Ojo, que escuchas atentamente el Evangelio de hoy y te puede venir la tontería de creerte un superhéroe cuya fuerza nace exclusivamente de ti, y que cuanto tocas lo conviertes, como el rey Midas, en oro puro. Escuchas que eres la sal de la tierra y te dices, «es que soy así, no lo puedo evitar, voy sazonando el mundo con la verdad«. Esa chulería no te sienta nada bien, porque te separa de los demás por arrogancia y además por la falsedad de lo que crees. Si eres la sal de la tierra es por tu bautismo, no por tus cualidades, ¿sabes?, aquel día no te enteraste porque eras un bebé, bastante hacías con chillar y comer. Pero en aquel momento, cuya partida deberías tener enmarcada sobre el cabecera de tu cama, tus padres te hicieron el gran regalo de la dulce invasión de Dios en tu vida. De esa presencia interior, «más íntima que tu propia mismidad«, nace tu personalidad espiritual y la sal con la que estás dispuesto a sazonar el mundo entero.

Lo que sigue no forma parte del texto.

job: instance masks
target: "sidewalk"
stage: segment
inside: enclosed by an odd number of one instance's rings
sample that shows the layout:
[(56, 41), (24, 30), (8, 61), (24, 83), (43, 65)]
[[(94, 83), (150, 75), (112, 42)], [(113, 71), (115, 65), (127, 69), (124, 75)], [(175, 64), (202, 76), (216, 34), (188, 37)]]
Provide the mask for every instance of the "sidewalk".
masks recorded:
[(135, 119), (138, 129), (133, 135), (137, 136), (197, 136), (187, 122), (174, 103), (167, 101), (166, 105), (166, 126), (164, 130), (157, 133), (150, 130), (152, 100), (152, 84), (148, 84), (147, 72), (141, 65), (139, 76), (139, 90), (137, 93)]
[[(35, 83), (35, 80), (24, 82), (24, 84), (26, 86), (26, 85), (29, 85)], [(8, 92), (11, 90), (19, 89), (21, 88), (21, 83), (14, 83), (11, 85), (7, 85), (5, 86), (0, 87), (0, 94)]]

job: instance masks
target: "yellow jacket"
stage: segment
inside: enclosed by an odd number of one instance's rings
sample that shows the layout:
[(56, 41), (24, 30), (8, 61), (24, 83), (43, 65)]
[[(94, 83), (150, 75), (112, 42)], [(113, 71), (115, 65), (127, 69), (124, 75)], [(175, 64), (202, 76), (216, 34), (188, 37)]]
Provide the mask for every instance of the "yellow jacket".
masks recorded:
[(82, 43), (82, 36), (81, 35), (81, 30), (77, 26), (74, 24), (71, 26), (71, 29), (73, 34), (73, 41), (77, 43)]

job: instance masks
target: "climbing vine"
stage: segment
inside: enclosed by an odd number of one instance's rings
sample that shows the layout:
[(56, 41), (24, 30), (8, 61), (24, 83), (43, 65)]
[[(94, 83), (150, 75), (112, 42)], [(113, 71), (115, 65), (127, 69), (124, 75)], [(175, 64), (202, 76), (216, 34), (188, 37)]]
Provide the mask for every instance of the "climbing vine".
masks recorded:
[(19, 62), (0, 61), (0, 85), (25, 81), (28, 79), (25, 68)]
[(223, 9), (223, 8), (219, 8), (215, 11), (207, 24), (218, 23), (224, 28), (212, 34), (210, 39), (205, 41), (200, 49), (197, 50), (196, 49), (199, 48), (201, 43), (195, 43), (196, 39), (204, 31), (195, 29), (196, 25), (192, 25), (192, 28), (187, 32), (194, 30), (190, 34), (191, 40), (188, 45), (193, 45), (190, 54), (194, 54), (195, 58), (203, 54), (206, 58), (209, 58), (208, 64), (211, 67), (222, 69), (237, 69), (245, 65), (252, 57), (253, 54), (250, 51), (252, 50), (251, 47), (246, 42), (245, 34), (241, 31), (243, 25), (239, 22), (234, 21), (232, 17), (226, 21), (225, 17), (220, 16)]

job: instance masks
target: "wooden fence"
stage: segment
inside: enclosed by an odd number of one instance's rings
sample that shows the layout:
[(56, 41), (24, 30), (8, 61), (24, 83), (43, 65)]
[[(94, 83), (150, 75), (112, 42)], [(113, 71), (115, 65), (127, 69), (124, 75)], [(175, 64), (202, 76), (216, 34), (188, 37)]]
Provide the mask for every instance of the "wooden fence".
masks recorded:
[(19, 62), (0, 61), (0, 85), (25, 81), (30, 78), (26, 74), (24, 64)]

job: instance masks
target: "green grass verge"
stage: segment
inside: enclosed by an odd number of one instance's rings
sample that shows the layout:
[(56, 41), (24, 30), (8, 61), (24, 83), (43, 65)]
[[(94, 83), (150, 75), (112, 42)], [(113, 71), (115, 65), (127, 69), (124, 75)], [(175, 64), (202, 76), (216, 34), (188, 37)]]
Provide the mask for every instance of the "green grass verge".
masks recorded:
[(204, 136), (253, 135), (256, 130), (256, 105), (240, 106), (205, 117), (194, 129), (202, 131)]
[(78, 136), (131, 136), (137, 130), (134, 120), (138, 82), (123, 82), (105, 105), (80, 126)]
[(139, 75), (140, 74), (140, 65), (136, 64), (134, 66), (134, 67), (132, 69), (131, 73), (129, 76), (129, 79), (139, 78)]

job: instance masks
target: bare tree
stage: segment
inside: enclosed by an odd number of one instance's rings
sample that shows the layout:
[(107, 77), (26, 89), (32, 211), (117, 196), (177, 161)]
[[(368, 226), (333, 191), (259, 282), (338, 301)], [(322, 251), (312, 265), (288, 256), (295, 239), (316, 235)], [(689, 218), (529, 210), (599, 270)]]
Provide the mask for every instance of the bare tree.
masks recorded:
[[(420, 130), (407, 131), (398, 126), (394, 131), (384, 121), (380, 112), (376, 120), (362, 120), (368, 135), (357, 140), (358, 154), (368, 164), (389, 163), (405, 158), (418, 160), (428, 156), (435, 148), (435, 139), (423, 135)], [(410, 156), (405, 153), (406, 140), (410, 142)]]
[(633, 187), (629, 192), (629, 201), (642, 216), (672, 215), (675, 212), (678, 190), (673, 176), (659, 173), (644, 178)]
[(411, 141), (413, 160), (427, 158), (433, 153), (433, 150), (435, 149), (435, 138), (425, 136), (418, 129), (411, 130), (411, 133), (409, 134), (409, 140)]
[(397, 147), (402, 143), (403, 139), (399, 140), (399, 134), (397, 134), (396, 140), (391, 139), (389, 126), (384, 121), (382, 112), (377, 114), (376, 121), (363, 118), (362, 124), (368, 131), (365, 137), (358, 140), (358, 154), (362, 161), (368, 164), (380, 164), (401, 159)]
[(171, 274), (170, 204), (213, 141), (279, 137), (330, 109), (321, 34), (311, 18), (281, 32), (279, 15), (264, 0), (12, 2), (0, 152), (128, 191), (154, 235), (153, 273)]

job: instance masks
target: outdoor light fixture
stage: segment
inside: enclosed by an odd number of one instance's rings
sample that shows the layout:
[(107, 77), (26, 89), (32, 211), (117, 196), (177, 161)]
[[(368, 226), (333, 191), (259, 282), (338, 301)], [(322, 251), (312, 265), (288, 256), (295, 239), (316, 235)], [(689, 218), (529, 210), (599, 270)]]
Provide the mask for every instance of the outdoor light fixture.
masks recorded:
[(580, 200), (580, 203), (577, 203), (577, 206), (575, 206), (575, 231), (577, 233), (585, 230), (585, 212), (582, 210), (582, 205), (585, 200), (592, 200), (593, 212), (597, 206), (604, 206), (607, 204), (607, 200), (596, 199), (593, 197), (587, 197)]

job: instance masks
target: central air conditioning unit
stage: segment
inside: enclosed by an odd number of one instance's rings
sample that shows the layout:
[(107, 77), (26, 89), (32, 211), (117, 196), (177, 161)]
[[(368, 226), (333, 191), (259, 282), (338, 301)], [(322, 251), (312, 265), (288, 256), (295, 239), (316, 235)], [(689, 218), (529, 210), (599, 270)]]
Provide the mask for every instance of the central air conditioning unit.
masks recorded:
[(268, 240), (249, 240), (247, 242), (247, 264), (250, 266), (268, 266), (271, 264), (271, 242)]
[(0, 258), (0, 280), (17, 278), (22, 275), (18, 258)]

Sí, dan ganas de sazonar este mundo con el calor de Nuestro Señor. A la vieja Europa, que después de la Segunda Guerra Mundial había ido construyendo su puzzle, le está llegando el momento de volver a desordenar sus piezas, acontecimiento que había previsto el San Juan Pablo II: del nacionalismo y de la ausencia de vertebración cristiana, el continente no se reconocerá y sólo quedará una estructura individualista dispuesta a rebañar el dinero propio, cada uno atendiendo a su negocio. Y la sal de la tierra es que la vocación política vuelve a servir al bien común.
Pero en tu trabajo ordinario puedes ser la sal de la tierra, porque tu cometido no es cumplir, sino vivir el trabajo con la misma pasión de Dios en el proceso de la creación del Universo. Y sazonas también el hogar de casa, no te contentas con preparar a tus hijos para el futuro laboral, sino para darles claves de advertir la presencia de Dios en la vida ordinaria.
Y tú como sacerdote no buscas facilitar cuatro palabras de cariño a los que acuden a ti, sino ofrecer la palabra del Señor. Contaba el entonces cardenal Ratzinger a un grupo de seminaristas, que en un campo ruso de prisioneros de guerra, un clérigo no católico se acercó a un sacerdote católico para confesarse, «¿y por qué?«, y el otro le respondió, «porque no necesito consuelo, sino absolución». Es la palabra salvadora del Señor la que salva, no nuestros fáciles consuelos.
Piensa por tanto que ser la sal de la tierra es una nueva identidad que te ha sido regalada, no un logro personal.